A peace accord struck with the country's largest Muslim rebel group remains in effect, although authorities do say they are continuing to chase "terrorist" groups.
The Philippine military said that there was as yet "no validated confirmation" that the Akrams had performed "military-style training" in the country.
Firearms licence
The suspects appear to have used long-barrelled guns during the attack, firing them from a small bridge.
A number of improvised explosive devices were also found in their car, Albanese said.
New South Wales Police Commissioner Mal Lanyon said the force had recovered six firearms from the scene and confirmed that six firearms had been licensed to the father.
Australia has some of the strictest gun laws in the world, and anyone seeking to possess and use a firearm must have a "genuine reason".
The father had met the eligibility for a firearms licence for recreational hunting, Commissioner Lanyon said.
"In terms of a firearms licence, the firearms registry conducts a thorough examination of all applications to ensure a person is fit and proper to hold a firearms licence," he said.
Eligibility for a game hunting licence in NSW depends on the type of animal individuals wish to hunt, the reason for hunting and the land they want to hunt on.
'Normal people'
Naveed and Sajid Akram lived in the south-west Sydney suburb of Bonnyrigg, about an hour's drive inland from Bondi.
A few weeks before Sunday's shooting, the two men moved into an Airbnb in the suburb of Campsie, a drive of 15 to 20 minutes.
Three people at the house in Bonnyrigg were arrested on Sunday night during a police raid but released without charge and brought back to the property.
BBC News tried to approach them on Monday but they would not come out to speak to the media.
According to the Sydney Morning Herald, a woman who identified herself as the wife and mother of the gunmen said that the pair had told her they were going on a fishing trip before heading to Bondi.
Reuters news agency describes Bonnyrigg as a working-class, well-kept enclave with an ethnically diverse population.
Local residents told Reuters that the Akram family had kept to themselves but seemed like any other family in the area.
"I always see the man and the woman and the son," said Lemanatua Fatu, 66. "They are normal people."
'Not everyone who recites the Quran understands it'
Naveed Akram studied the Quran and Arabic language for a year at Al Murad Institute in western Sydney after applying in late 2019, the ABC reports.
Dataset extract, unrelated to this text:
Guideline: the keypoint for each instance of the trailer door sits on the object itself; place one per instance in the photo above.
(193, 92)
Institute founder Adam Ismail said the Bondi shooting was a "horrific shock" and such attacks were forbidden in Islam.
"What I find completely ironic is that the very Quran he was learning to recite clearly states that taking one innocent life is like killing all of humanity," he said on Monday.
"This makes it clear that what unfolded yesterday at Bondi is completely forbidden in Islam. Not everyone who recites the Quran understands it or lives by its teachings, and sadly that appears to be the case here."